Blasmusikpop oder Wie die Wissenschaft in die Berge kam: Roman (German Edition)
nacheinander liefen der Schiedsrichter, die Spieler der Jugend- und Kampfmannschaft, Zeugwart, Platzwart, die Zuschauer und sogar der Grillmeister herbei. Wirr redeten alle aufeinander ein.
»Geh, steh auf Bua und rear net so, des woar jo nix!«
Der gegnerische Trainer wollte Johannes am Ellbogen hochziehen, Peter Parseier schlug ihm auf den Unterarm.
»Hast an Scherer? Des woar schwerste Körperverletzung!«
»Geh, des woar do nur a klane Gretschn.«
Parseiers Augen blitzten auf wie das Mündungsfeuer einer Schusswaffe.
»A klane Gretschn? A Blutgretschn!«
»Geh, du bist jo deppert.«
»Pass auf, sonst brich i dir dein schiarchn Zinken!«
»Des wüll i sehn, wia du mit deine Kasstrampler mir wos tun wüllst.«
Mühsam kämpfte sich der Schiedsrichter durch die streitende Menge zu dem Verletzten, und während er versuchte, Johannes’ Gesundheitszustand zu eruieren, wurde aus der Diskussion der Trainer ein Massenstreit über die Schwere dieses Fouls. Jeder stritt mit seinem Nachbarn, und noch bevor Johannes von den älteren Burschen auf eine Trage gelegt und ins Klubhaus getragen werden konnte, eskalierte die Auseinandersetzung rund um Alois Irrwein, der seine Fäuste nicht mehr zurückhalten konnte.

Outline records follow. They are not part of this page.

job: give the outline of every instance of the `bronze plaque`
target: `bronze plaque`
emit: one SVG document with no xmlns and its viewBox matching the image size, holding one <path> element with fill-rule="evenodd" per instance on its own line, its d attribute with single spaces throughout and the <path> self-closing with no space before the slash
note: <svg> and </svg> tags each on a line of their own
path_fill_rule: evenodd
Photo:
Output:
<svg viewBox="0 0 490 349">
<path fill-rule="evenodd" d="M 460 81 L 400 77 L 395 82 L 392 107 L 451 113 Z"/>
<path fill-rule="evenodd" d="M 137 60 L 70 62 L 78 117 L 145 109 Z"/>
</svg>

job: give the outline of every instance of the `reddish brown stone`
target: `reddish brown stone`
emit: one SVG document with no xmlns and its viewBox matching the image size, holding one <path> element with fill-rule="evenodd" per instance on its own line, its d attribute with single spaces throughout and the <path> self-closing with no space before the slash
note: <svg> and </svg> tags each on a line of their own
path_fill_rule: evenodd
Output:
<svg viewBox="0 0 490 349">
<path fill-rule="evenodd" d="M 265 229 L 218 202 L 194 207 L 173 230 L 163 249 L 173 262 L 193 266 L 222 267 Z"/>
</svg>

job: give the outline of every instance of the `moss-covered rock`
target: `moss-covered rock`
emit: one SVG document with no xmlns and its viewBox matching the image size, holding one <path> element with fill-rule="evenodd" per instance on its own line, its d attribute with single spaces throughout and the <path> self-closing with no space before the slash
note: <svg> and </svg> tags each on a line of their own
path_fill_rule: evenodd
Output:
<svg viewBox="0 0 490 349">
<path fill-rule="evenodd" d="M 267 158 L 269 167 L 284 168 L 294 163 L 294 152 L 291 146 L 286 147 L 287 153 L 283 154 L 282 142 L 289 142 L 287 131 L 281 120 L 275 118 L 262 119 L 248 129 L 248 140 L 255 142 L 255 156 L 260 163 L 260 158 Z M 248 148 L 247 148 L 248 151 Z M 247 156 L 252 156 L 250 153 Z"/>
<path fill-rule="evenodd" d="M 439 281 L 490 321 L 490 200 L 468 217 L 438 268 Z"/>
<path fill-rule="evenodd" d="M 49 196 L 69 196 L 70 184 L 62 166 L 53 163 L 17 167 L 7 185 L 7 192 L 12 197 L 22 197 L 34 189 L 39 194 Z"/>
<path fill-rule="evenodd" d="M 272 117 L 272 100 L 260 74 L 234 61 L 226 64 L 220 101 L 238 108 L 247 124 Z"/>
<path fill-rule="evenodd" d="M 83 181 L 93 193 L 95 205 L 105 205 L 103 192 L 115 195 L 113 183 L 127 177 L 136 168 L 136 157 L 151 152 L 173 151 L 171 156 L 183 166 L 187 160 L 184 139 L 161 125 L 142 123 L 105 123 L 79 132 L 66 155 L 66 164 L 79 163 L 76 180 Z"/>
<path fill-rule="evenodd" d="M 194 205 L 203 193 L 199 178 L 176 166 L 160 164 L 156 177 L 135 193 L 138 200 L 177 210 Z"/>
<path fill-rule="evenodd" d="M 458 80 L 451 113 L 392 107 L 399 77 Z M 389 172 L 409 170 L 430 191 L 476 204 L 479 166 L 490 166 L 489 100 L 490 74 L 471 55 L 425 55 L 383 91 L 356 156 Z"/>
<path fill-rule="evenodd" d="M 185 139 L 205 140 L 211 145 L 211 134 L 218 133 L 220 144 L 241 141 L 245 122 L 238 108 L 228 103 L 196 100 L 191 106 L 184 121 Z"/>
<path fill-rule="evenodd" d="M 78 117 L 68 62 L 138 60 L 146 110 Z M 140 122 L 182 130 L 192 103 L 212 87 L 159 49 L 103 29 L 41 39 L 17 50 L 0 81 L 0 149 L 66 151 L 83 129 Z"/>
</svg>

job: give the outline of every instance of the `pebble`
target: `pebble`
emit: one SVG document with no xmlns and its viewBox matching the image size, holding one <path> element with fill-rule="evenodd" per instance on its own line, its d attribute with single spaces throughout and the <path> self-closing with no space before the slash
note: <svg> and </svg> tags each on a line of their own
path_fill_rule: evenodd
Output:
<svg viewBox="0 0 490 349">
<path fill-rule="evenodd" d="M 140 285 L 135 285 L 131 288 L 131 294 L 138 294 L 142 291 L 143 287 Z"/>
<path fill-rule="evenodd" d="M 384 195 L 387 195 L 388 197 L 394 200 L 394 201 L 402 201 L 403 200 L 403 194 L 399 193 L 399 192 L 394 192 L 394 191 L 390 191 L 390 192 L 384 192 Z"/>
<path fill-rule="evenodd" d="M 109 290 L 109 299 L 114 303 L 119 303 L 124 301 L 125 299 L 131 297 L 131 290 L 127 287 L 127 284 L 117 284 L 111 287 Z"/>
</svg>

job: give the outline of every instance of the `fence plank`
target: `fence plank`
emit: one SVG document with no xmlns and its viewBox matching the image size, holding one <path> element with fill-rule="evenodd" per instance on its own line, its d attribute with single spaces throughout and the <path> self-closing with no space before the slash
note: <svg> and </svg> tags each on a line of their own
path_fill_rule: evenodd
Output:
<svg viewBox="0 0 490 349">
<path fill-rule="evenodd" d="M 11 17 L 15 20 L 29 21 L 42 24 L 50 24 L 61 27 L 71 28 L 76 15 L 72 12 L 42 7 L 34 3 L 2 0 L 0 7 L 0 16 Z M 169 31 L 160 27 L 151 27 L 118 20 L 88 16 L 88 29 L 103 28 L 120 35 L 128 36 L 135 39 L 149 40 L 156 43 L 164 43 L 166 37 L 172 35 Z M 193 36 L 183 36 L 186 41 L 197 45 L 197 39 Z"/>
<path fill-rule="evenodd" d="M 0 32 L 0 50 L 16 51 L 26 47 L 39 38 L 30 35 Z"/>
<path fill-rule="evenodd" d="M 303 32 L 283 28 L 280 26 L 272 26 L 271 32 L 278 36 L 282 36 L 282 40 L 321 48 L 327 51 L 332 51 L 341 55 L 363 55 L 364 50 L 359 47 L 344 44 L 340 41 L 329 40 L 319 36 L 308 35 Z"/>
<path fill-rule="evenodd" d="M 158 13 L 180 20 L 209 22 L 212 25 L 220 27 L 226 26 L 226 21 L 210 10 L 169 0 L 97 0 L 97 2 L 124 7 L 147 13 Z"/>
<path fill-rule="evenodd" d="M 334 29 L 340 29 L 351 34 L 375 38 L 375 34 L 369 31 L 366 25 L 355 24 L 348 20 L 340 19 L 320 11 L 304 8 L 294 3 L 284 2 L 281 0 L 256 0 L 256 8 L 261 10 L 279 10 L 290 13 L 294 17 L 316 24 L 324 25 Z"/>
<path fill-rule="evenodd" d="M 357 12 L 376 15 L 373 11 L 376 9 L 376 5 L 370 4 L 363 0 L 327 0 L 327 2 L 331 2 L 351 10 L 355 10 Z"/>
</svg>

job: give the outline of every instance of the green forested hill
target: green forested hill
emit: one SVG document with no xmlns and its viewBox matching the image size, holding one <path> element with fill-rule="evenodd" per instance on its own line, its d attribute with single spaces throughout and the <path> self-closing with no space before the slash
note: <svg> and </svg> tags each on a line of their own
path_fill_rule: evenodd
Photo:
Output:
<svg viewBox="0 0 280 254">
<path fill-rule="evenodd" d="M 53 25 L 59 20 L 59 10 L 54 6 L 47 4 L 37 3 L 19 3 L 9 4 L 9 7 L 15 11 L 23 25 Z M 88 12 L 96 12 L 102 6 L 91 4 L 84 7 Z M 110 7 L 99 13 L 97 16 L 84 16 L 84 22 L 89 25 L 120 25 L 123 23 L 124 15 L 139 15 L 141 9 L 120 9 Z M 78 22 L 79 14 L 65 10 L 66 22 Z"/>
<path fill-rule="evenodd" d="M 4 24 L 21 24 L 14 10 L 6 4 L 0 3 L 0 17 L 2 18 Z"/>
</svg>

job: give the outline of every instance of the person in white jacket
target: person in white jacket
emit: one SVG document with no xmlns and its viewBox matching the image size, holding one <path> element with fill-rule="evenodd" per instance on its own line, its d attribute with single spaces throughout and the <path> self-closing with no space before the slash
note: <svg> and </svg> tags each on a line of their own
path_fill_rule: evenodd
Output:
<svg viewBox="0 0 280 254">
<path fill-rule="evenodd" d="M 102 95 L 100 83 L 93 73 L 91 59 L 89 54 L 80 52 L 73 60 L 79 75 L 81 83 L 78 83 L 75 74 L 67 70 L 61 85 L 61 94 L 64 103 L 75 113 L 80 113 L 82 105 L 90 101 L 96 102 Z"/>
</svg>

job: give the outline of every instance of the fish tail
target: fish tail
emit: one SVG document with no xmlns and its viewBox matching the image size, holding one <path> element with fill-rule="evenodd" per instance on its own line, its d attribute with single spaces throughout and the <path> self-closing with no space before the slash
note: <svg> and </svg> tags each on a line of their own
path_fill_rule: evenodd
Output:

»Niemand derf mein Bua so foulen!«, schrie er und drosch auf zwei St. Michaeler Väter ein, ohne zu wissen, ob sie mit dem Übeltäter überhaupt verwandt waren. Anfangs wollte man sie trennen, doch in der Hitze des Gefechts wurden die Schlichter in die Schlägerei verwickelt. Inzwischen war die schwarze Ambosswolke ins Tal gezogen, hatte sich über dem Angerberg aufgebläht und sorgte dafür, dass sich die Schläger innerhalb weniger Minuten in einer fußballplatzgroßen Schlammlacke suhlten. Bald ging es nicht mehr um Johannes A. Irrwein, bald ging es nicht mehr um Fußball. Als sämtliche St. Petrianer und St. Michaeler im prügelfähigen Alter übereinander herfielen, war es der ewige Kampf zweier rivalisierender Bergdörfer, der nach langer Zeit wieder einmal einen Anlass fand, sich so gewaltvoll zu entladen wie die große schwarze Gewitterwolke.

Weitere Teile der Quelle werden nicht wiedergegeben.